I0510 14:08:38.926027 132 controlplaneprepare.go:220] [download-certs] Skipping certs download
I0510 14:08:38.926052 132 join.go:530] [preflight] Discovering cluster-info
I0510 14:08:38.926062 132 token.go:80] [discovery] Created cluster-info discovery client, requesting info from "multi-external-load-balancer:6443"
I0510 14:08:38.941343 132 round_trippers.go:553] GET https://multi-external-load-balancer:6443/api/v1/namespaces/kube-public/configmaps/cluster-info?timeout=10s 200 OK in 14 milliseconds
I0510 14:08:38.942048 132 token.go:105] [discovery] Cluster info signature and contents are valid and no TLS pinning was specified, will use API Server "multi-external-load-balancer:6443"
I0510 14:08:38.942071 132 discovery.go:52] [discovery] Using provided TLSBootstrapToken as authentication credentials for the join process
I0510 14:08:38.942078 132 join.go:544] [preflight] Fetching init configuration
I0510 14:08:38.942081 132 join.go:590] [preflight] Retrieving KubeConfig objects
[preflight] Reading configuration from the cluster...

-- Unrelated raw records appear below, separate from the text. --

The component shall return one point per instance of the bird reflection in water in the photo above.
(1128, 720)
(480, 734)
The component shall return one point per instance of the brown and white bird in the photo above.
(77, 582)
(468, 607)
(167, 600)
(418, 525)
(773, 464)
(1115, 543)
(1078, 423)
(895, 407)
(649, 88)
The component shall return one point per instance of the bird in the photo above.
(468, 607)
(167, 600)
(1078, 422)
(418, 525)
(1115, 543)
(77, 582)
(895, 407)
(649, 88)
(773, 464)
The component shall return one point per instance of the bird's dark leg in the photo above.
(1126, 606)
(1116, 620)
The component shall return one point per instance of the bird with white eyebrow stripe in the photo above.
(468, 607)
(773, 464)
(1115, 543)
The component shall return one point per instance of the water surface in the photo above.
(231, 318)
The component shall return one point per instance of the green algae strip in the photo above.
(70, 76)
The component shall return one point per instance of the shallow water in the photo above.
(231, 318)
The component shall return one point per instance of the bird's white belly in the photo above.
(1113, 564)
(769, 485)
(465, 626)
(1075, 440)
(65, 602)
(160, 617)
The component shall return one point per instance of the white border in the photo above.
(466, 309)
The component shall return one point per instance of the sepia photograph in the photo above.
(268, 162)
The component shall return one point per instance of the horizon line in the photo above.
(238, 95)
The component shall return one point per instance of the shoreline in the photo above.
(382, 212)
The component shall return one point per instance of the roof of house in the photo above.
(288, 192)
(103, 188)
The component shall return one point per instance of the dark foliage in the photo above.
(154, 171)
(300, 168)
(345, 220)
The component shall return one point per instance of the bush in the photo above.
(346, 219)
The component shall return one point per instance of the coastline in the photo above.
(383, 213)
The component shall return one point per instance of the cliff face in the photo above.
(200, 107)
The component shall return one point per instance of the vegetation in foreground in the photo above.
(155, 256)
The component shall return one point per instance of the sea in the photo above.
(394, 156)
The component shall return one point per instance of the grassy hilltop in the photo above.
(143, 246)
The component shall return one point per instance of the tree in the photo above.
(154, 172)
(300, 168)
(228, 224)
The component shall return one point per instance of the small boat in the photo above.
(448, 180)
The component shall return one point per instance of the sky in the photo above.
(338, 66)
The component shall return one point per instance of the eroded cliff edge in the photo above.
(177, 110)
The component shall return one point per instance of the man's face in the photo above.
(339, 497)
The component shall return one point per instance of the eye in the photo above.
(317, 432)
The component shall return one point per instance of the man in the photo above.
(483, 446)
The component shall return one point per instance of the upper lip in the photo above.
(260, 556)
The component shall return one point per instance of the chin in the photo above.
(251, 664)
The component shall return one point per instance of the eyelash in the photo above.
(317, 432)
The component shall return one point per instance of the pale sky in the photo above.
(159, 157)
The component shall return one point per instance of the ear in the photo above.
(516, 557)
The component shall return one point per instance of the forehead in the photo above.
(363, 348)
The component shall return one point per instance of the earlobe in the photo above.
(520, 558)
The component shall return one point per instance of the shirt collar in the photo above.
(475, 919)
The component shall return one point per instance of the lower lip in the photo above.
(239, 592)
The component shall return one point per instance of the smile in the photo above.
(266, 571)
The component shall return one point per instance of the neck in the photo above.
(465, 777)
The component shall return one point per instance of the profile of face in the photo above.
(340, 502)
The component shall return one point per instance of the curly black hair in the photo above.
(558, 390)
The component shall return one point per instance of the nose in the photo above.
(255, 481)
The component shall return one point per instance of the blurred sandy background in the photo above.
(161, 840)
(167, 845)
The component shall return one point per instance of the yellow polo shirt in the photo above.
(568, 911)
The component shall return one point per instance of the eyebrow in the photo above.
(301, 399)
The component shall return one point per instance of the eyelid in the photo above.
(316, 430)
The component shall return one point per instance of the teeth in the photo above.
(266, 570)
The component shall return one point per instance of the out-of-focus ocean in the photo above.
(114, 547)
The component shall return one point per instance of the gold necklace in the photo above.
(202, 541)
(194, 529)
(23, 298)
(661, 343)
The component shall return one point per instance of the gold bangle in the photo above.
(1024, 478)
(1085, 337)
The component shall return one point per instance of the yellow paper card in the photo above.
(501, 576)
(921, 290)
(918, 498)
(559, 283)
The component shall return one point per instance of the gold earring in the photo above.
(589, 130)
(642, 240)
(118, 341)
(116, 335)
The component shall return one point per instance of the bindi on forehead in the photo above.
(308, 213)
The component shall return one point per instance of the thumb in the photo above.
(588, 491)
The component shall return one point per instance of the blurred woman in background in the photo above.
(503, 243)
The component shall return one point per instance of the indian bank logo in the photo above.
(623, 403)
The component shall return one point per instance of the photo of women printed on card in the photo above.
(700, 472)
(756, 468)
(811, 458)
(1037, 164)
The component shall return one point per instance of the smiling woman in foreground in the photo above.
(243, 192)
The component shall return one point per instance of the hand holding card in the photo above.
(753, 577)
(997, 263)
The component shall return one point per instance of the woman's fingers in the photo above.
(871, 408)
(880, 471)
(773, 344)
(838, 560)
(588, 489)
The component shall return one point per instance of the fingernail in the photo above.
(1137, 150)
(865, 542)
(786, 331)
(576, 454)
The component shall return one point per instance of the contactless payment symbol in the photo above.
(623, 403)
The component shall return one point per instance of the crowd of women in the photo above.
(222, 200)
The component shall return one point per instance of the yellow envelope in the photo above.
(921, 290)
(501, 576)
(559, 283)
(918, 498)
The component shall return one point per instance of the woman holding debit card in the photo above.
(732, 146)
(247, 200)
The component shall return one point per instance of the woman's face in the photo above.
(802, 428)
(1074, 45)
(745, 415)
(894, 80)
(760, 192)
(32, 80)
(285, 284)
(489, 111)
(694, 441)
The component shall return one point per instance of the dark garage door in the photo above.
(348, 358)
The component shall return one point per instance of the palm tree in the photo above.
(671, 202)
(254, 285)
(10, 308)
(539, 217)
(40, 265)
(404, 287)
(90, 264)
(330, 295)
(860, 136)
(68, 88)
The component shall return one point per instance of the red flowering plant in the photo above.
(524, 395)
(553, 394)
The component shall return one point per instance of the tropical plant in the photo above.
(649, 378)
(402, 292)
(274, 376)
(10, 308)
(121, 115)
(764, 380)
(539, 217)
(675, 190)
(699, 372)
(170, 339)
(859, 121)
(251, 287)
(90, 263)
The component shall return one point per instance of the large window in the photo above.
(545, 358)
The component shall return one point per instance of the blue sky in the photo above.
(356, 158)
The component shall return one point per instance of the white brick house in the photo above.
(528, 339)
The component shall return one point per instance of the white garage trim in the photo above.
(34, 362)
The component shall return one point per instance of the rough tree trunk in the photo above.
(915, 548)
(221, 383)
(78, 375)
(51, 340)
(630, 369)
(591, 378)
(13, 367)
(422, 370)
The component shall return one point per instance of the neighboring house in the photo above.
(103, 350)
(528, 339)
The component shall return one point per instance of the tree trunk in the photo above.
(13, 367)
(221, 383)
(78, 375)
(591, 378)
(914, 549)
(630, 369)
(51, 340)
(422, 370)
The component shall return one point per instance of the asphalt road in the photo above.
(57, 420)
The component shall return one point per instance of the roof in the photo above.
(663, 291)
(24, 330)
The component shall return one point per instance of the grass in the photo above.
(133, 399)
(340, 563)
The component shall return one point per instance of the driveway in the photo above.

[preflight] FYI: You can look at this config file with 'kubectl -n kube-system get cm kubeadm-config -o yaml'
I0510 14:08:38.969023 132 round_trippers.go:553] GET https://multi-external-load-balancer:6443/api/v1/namespaces/kube-system/configmaps/kubeadm-config?timeout=10s 200 OK in 26 milliseconds
I0510 14:08:38.973664 132 round_trippers.go:553] GET https://multi-external-load-balancer:6443/api/v1/namespaces/kube-system/configmaps/kube-proxy?timeout=10s 200 OK in 3 milliseconds
I0510 14:08:38.974834 132 kubelet.go:91] attempting to download the KubeletConfiguration from the new format location (UnversionedKubeletConfigMap=true)
I0510 14:08:38.976505 132 round_trippers.go:553] GET https://multi-external-load-balancer:6443/api/v1/namespaces/kube-system/configmaps/kubelet-config?timeout=10s 403 Forbidden in 1 milliseconds
I0510 14:08:38.989390 132 round_trippers.go:553] GET https://multi-external-load-balancer:6443/api/v1/namespaces/kube-system/configmaps/kubelet-config?timeout=10s 403 Forbidden in 0 milliseconds
I0510 14:08:39.048096 132 round_trippers.go:553] GET https://multi-external-load-balancer:6443/api/v1/namespaces/kube-system/configmaps/kubelet-config?timeout=10s 403 Forbidden in 1 milliseconds
I0510 14:08:39.311348 132 round_trippers.go:553] GET https://multi-external-load-balancer:6443/api/v1/namespaces/kube-system/configmaps/kubelet-config?timeout=10s 403 Forbidden in 2 milliseconds
I0510 14:08:39.311647 132 kubelet.go:94] attempting to download the KubeletConfiguration from the DEPRECATED location (UnversionedKubeletConfigMap=false)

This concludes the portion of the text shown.